インドとの原子力協定締結に反対する朝日新聞はあまりに盲目的すぎる

 朝日新聞は被爆国という “被害者カード” が葵の御紋とでも感じているのでしょう。

 来日中のモディ首相(インド)と安倍首相が原子力協定を締結したことに対し、「被爆国の立場を忘れたか」と批判する社説を12日付で掲載しています。ですが、かなり盲目的と言わざるを得ない主張になっています。

 

 政府がインドと原子力協定を結んだ。インドは核不拡散条約(NPT)に加盟しないまま核兵器を開発、保有している。そうした国との協定締結が誤りであるのに加え、その中身も疑問と懸念が尽きない。核実験をしない保証が不十分なまま原子力技術を供与する内容だからだ。

 インドは現在、核実験を「自主的に凍結」している。再開した場合の対応が焦点だったが、実験をしたら日本側が協定を破棄・停止できるとの肝心の内容は、協定本文ではなく関連文書への記載にとどまった。

 それどころか、核実験をした場合も、それが対立するパキスタンなどへの対抗措置かどうかなどを考慮することを意味する条文が盛り込まれた。

 

 ここで確認する必要があるのは、インドが核開発に踏み切った経緯です。防衛省防衛研究所が掲載しているレポート(PDF)には以下のように掲載されています。

 

  • 1947年:民生用原子力発電に注力
  • 1956年:アジア初の軽水炉(研究炉)が稼働
  • 1964年:国境問題を抱える中国が核実験を敢行
  • 1968年:核不拡散条約(NPT)が成立
  • 1971年:第3次印パ戦争
  • 1974年:インドが核実験「ボカランI」を敢行
  • 1987年:パキスタンが核開発を公言
    → 1985年頃に中国から核弾頭 “ブループリント” を入手済
  • 1988年:インド・ガンディー首相(当時)が核兵器開発を命令?
  • 1992年:中国が核不拡散条約(NPT)に署名
  • 1998年:インドが核実験を行い、パキスタンも呼応

 原子力の民間利用を目指していた国家(=インド)と国境問題を抱える隣国(=中国)が核実験に踏み切った。その脅威が自国に向けられた際の報復保証を既存の保有国(=アメリカやソ連)に求めたが、希望した返事は得られず。

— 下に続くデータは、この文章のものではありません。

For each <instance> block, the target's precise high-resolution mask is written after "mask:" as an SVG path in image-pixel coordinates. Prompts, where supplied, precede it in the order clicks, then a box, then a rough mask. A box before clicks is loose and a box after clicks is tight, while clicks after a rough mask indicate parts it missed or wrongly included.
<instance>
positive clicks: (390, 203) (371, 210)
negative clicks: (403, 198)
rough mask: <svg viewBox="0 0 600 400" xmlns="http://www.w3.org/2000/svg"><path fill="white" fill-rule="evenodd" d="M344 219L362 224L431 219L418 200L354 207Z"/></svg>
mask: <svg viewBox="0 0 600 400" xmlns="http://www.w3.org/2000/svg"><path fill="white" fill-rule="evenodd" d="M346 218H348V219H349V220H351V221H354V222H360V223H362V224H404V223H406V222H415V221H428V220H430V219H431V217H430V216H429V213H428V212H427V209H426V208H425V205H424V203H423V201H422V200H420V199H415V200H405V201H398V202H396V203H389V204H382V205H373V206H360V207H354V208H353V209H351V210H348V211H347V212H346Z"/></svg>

 また、第3次印パ戦争に勝利したものの、核保有国からの圧力で自分たちが求める和平案を得ることができなかったという時代背景が存在します。

 味方になってくれる国が存在しないなら、「自分たちで戦う」か「相手国の言いなりになる」かの2択です。インドがイギリスから独立したのは1947年のこと。つまり、後者の選択肢は存在しないという現実を見落としてはなりません。

 

 パキスタンはインドに対抗するために核開発を行っていますが、ノウハウを伝授したのは中国です。地域覇権を狙う目的は現状では見せていないのですが、“闇ルート” の中心地となっており、北朝鮮やイランの核開発への関与が指摘されています。

 当然、インドに向けた先制攻撃や核兵器開発という形で恫喝する可能性は否定できないため、「報復行為すら認めない」という制約は非現実的です。

 核弾頭となるウランにせよ、プルトニウムにせよ、兵器用として利用できる水準にまで濃縮しなければ、核兵器として利用はできません。原子力発電所で利用される程度の濃度では兵器転用することは不可能なのです。

 それに、兵器転用する動きが確定的になった段階で原子力協定をストップし、燃料棒をインドから回収すれば済む話ですから、それほどナーバスになる必要もありません。

 

 原子力発電によって作り出される量は正確な値が計算できるのですから、消費電力量の推計との間に誤差が生じていれば、“隠し施設で濃縮作業が行われている可能性” に気づくことができるでしょう。

 原発施設内で堂々と濃縮していないかはIAEAが検査をすれば済みます。「原発で作り出されるプルトニウムの濃度でも核兵器は作れる理論がある」と主張する人はいますが、実証された主張内容なのでしょうか。

 実証されていなければ、STAP細胞と同じです。慢性的な電力不足に見舞われているインドの社会インフラ水準を押し上げる力のある原子力発電を否定するのであれば、インド国民に受け入れられる代替プランを提案する責務が “被爆国を語る人々” にはあるのではないでしょうか。